April 23, 2011

Treasure Island


Going in, I should have been pretty familiar with this story. I saw Muppet Treasure Island as a kid some fifteen years ago. My fifth grade class used Treasure Island for a play that I was part of. And at some point I had definitely even read a dumbed down kids' version of the story. But in spite of all of this - or perhaps because of all of this - when I picked up Treasure Island a week ago I had little to no recollection of most of the characters and actions I was reading about. So the story was kind of new to me all over again. And it's a good, timeless classic of a story. No complaints about Robert Louis Stevenson's writing this time around, either, unlike in my post about his famous Dr. Jekyll and Mr.
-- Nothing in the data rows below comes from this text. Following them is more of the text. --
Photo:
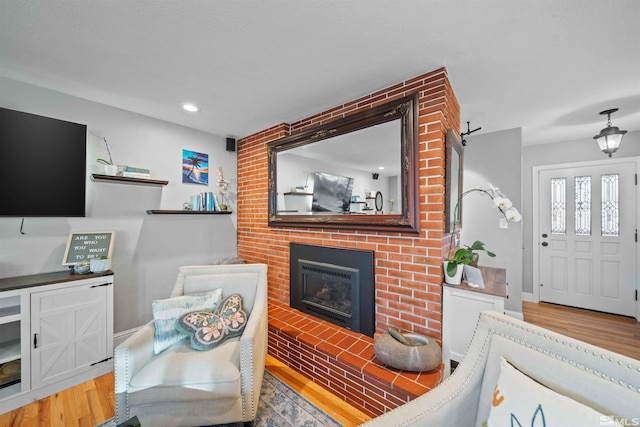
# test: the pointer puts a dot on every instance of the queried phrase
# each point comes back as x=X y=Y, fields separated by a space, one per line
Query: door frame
x=535 y=243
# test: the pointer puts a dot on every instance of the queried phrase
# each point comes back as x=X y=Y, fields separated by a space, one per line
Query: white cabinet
x=59 y=327
x=461 y=307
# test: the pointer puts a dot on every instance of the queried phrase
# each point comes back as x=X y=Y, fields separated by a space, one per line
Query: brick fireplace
x=408 y=272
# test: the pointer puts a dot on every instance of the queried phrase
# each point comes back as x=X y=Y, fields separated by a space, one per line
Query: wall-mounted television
x=331 y=193
x=42 y=166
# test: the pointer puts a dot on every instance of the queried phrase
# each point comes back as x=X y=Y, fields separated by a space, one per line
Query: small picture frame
x=87 y=245
x=195 y=167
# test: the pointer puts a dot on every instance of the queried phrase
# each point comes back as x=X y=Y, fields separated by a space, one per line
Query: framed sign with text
x=88 y=245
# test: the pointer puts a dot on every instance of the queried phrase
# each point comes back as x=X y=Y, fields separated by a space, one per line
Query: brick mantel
x=408 y=273
x=408 y=267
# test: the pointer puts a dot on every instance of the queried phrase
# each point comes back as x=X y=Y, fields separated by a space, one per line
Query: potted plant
x=109 y=167
x=466 y=255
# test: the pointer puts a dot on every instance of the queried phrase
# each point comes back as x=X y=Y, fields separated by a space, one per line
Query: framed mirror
x=453 y=182
x=330 y=176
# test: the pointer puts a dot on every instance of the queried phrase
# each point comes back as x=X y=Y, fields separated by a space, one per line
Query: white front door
x=587 y=236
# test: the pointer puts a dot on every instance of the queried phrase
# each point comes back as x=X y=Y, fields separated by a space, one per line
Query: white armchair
x=185 y=387
x=600 y=379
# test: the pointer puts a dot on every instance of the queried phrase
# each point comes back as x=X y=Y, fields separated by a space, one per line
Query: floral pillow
x=520 y=401
x=167 y=311
x=207 y=330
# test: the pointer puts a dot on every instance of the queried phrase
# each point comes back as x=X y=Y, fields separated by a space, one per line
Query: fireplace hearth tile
x=342 y=361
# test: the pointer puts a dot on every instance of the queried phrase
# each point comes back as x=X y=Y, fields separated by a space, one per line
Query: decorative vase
x=417 y=353
x=111 y=170
x=98 y=265
x=474 y=261
x=456 y=279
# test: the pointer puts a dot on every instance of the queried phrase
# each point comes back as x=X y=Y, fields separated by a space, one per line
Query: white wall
x=495 y=158
x=148 y=248
x=579 y=150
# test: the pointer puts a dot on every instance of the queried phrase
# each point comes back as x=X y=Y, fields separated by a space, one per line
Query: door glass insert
x=583 y=205
x=610 y=205
x=558 y=205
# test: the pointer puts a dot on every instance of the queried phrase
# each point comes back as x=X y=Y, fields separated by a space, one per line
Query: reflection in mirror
x=350 y=169
x=453 y=181
x=335 y=173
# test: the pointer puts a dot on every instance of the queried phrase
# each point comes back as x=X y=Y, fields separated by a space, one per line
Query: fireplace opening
x=334 y=284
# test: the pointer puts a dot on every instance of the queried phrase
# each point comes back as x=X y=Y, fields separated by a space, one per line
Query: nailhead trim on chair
x=594 y=354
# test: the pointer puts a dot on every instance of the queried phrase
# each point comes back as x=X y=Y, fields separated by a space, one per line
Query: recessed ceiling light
x=190 y=108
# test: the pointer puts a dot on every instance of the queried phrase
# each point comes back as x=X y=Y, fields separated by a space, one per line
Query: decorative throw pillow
x=519 y=400
x=167 y=311
x=208 y=329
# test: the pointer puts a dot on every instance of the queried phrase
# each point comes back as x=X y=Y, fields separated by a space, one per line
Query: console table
x=56 y=331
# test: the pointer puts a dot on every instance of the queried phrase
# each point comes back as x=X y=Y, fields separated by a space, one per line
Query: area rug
x=280 y=406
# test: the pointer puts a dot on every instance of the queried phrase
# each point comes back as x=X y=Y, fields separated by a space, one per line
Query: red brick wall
x=408 y=272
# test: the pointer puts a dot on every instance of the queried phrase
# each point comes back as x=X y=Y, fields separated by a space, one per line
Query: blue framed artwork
x=195 y=167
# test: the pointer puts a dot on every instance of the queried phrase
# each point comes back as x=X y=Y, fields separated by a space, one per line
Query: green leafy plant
x=465 y=255
x=106 y=144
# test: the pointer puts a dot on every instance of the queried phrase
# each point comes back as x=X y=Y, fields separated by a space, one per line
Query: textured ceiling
x=546 y=66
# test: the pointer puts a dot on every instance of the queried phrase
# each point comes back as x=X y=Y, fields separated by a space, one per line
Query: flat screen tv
x=331 y=193
x=42 y=166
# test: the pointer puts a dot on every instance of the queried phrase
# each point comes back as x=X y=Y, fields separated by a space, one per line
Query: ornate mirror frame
x=408 y=220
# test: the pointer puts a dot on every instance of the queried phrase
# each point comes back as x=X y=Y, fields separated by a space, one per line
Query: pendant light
x=610 y=137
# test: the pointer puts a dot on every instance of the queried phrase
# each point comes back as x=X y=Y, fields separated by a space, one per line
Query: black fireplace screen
x=340 y=291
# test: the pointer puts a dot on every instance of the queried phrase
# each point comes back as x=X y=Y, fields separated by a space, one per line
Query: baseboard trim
x=120 y=337
x=528 y=297
x=515 y=314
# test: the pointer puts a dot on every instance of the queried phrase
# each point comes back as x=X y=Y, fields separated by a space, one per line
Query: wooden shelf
x=183 y=212
x=127 y=180
x=9 y=351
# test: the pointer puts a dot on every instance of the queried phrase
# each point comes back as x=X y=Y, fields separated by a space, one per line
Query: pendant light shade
x=609 y=138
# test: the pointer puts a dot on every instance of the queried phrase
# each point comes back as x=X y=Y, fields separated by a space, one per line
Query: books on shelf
x=205 y=201
x=135 y=172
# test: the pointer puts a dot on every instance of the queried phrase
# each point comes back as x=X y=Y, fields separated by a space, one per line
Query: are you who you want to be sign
x=86 y=246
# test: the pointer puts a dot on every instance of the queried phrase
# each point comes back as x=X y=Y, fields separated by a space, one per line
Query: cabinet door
x=68 y=332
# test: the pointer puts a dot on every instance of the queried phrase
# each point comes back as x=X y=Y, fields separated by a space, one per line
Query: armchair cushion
x=181 y=373
x=207 y=329
x=167 y=311
x=520 y=400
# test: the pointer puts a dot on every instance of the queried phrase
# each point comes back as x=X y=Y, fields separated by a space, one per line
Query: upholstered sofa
x=183 y=386
x=574 y=373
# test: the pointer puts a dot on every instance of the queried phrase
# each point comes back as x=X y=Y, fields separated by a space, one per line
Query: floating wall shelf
x=127 y=180
x=183 y=212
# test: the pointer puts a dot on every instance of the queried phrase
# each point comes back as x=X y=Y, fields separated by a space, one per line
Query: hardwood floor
x=616 y=333
x=84 y=405
x=91 y=403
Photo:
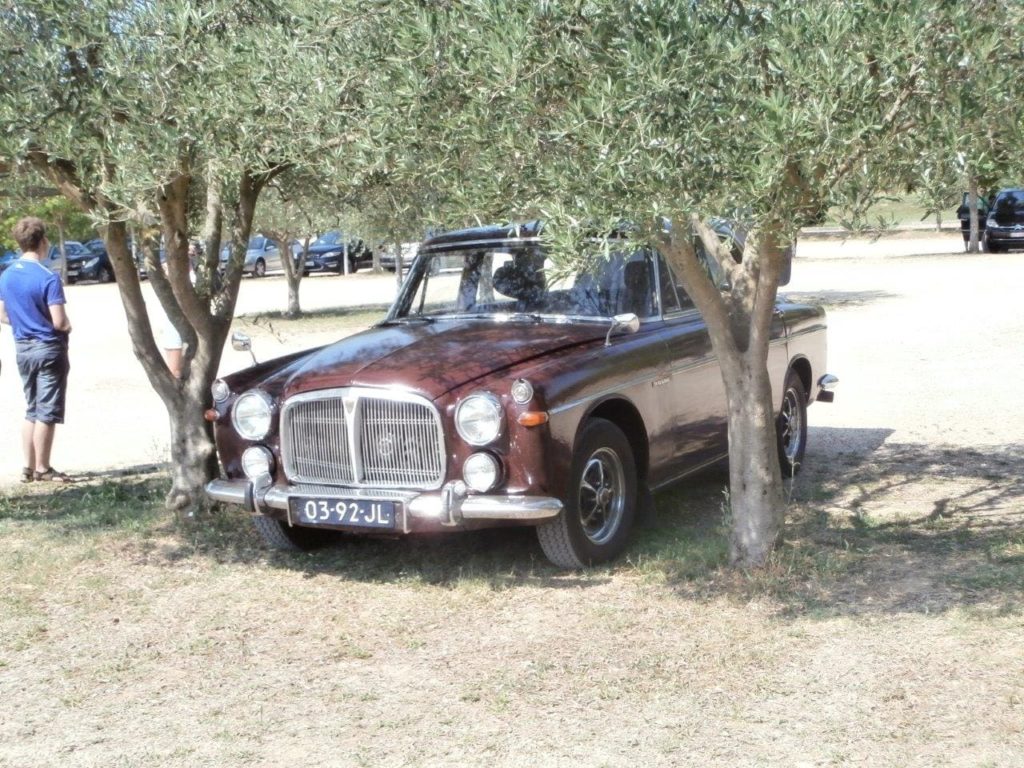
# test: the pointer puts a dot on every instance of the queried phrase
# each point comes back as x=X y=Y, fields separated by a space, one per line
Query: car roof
x=495 y=235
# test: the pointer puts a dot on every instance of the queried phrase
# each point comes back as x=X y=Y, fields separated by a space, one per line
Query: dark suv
x=964 y=214
x=1005 y=223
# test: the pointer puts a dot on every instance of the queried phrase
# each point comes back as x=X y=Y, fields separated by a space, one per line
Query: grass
x=343 y=321
x=897 y=210
x=161 y=641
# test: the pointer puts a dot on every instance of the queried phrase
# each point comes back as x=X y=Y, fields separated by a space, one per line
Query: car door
x=695 y=387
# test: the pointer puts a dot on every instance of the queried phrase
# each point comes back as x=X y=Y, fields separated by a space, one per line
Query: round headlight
x=481 y=472
x=478 y=419
x=219 y=390
x=251 y=415
x=522 y=391
x=257 y=462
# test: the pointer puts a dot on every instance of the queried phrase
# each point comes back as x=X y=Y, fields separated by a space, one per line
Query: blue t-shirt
x=28 y=289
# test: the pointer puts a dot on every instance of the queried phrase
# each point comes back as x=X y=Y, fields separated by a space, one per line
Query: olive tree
x=668 y=115
x=970 y=136
x=183 y=112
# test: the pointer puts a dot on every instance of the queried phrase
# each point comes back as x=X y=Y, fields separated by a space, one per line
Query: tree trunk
x=293 y=271
x=194 y=458
x=756 y=499
x=739 y=321
x=972 y=201
x=62 y=269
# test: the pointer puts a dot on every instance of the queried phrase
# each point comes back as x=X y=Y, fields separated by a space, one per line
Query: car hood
x=429 y=359
x=316 y=250
x=1009 y=217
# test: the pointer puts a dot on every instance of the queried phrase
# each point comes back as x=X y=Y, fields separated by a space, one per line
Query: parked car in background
x=409 y=251
x=964 y=214
x=262 y=256
x=501 y=391
x=73 y=251
x=325 y=253
x=1005 y=223
x=93 y=265
x=7 y=259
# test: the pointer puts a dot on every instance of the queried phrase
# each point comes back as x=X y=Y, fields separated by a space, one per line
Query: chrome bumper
x=450 y=506
x=826 y=388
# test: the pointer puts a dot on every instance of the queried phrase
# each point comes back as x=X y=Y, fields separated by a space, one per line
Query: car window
x=521 y=280
x=670 y=293
x=328 y=239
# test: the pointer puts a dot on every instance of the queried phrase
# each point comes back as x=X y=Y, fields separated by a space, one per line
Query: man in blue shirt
x=32 y=302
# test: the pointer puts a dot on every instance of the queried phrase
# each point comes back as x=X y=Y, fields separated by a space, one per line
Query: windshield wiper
x=409 y=321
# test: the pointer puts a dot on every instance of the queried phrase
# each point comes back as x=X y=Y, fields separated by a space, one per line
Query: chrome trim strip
x=828 y=382
x=231 y=492
x=460 y=245
x=687 y=472
x=808 y=331
x=510 y=508
x=622 y=387
x=424 y=506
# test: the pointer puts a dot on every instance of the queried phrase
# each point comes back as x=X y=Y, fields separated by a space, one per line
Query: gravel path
x=924 y=338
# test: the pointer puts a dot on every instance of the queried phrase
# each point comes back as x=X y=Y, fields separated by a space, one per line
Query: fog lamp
x=257 y=462
x=481 y=472
x=219 y=390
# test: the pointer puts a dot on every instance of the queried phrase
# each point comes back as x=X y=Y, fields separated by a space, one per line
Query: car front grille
x=363 y=437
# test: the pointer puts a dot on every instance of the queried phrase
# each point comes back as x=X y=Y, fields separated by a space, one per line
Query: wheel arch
x=624 y=415
x=802 y=367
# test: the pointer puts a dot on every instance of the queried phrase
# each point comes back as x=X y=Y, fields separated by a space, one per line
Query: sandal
x=51 y=475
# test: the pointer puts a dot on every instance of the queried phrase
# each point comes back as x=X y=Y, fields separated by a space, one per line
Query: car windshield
x=328 y=239
x=504 y=282
x=1010 y=202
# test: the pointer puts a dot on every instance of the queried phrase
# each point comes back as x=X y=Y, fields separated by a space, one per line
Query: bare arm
x=59 y=318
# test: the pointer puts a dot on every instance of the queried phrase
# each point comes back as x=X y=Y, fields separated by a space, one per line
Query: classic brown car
x=500 y=391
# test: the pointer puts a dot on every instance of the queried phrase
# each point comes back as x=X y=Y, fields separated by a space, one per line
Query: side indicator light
x=532 y=418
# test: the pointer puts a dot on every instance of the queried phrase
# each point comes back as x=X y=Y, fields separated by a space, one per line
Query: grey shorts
x=44 y=367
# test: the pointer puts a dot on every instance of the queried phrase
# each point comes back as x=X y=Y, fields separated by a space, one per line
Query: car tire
x=791 y=425
x=600 y=509
x=279 y=535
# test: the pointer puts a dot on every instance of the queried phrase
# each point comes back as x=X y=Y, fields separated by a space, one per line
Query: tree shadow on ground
x=878 y=527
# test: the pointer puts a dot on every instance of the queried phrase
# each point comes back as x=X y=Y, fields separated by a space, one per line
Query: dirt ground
x=903 y=647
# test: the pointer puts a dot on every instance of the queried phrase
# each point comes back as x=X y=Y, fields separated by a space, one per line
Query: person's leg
x=28 y=368
x=42 y=440
x=50 y=394
x=28 y=443
x=173 y=358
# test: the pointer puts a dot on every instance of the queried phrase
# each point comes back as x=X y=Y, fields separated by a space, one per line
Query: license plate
x=355 y=513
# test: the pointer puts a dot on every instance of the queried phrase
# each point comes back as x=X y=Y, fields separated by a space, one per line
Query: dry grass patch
x=157 y=641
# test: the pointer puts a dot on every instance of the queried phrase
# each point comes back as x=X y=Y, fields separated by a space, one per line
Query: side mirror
x=629 y=323
x=242 y=343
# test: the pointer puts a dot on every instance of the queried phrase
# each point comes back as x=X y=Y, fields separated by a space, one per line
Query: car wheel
x=601 y=505
x=792 y=426
x=279 y=535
Hyde novella. This was just a simple but enjoyable and relatively short (200 pages) book. But Treasure Island is a classic for reasons that go beyond its own limited scope and greatness; it's one of those archetype-defining pieces of fiction that creates (or at least popularizes) so many tropes. "Fifteen men on a dead man's chest." Parrots as pirate pets. Treasure maps where X marks the spot. Marooning and mutiny. The list goes on and on, and so many of these pirate tropes that we take for granted today (and that Disney has built a recent successful movie trilogy on) were actually first put into literature, and hence popular culture, by Stevenson in this very book. It's that legacy that makes Treasure Island iconic; on its own merit, it's really no better than The Dark Frigate.